Sometimes Present You does a favour for Future You.
Maybe it’s the fresh glass of water and paracetamol by the side of the bed that you wake to find after a late night, remembering only faintly that you placed them there hours before. Or maybe it’s the unexpected arrival of the concert tickets you’d pre-ordered months ago, but had forgotten entirely about.
These acts of foresight somehow make the eventual reward even more satisfying. Having forgotten the trouble you took to arrange it, the end result comes as a happy surprise, almost as though someone has done you an unexpected favour.
Pension saving is perhaps the ultimate case of this - of Present You doing a good turn for Future You. The time and cost of saving now turns, over many decades, into a substantial and potentially life-changing reward in the future.
A new Fidelity tool helps to show how powerful this can be. You can try it for yourself.
The idea is to show what a difference contributing just an extra 1% of your salary now will make to your retirement fund. After entering your name and age, the tool asks for your current salary and to specify something you enjoy in your free time - something you’d like to be doing if you had more time and money to do it.
Then it works out what those extra contributions could add up to when you eventually come to retire, as well as the cost to you now of making them.

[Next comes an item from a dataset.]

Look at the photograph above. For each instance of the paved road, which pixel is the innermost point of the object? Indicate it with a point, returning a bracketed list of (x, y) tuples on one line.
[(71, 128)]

For example, a 30-year-old today earning £30,000 could contribute an extra 1% of their salary and then retire at age 68 with an extra £58,273 in their retirement fund. This example assumes that wages will grow by 3.75% and that the return on invested contributions is 5% after fees.
And the contribution required now for a chance of this reward? Less than £6 a week - although tax relief on pension contributions means that actual cost is even less than that.
There may be ways to make the rewards for Future You even bigger again. If you contribute through a workplace pension scheme, some of your pension contributions may be matched by your employer. If this applies, your extra 1% contribution would be matched by 1% from your employer and the eventual reward is more than twice as much.
Of course it may be that, having upped your contributions by 1% once without feeling much pain, you’ll decide to up your contributions by another 1% in the future - it’s a good habit to get into.
The reason why such small extra amounts can make such a difference is that pension contributions have potentially a very long time to grow, with investment returns compounding over many years.
So take the 1% challenge today. Future You will thank you for it.
The value of investments and the income from them can go down as well as up, so you may not get back what you invest. This information does not constitute investment advice and should not be used as the basis for any investment decision nor should it be treated as a recommendation for any investment or action. You should regularly review your investment objectives and choices and if you are unsure whether an investment is suitable for you, you should contact an authorised financial adviser.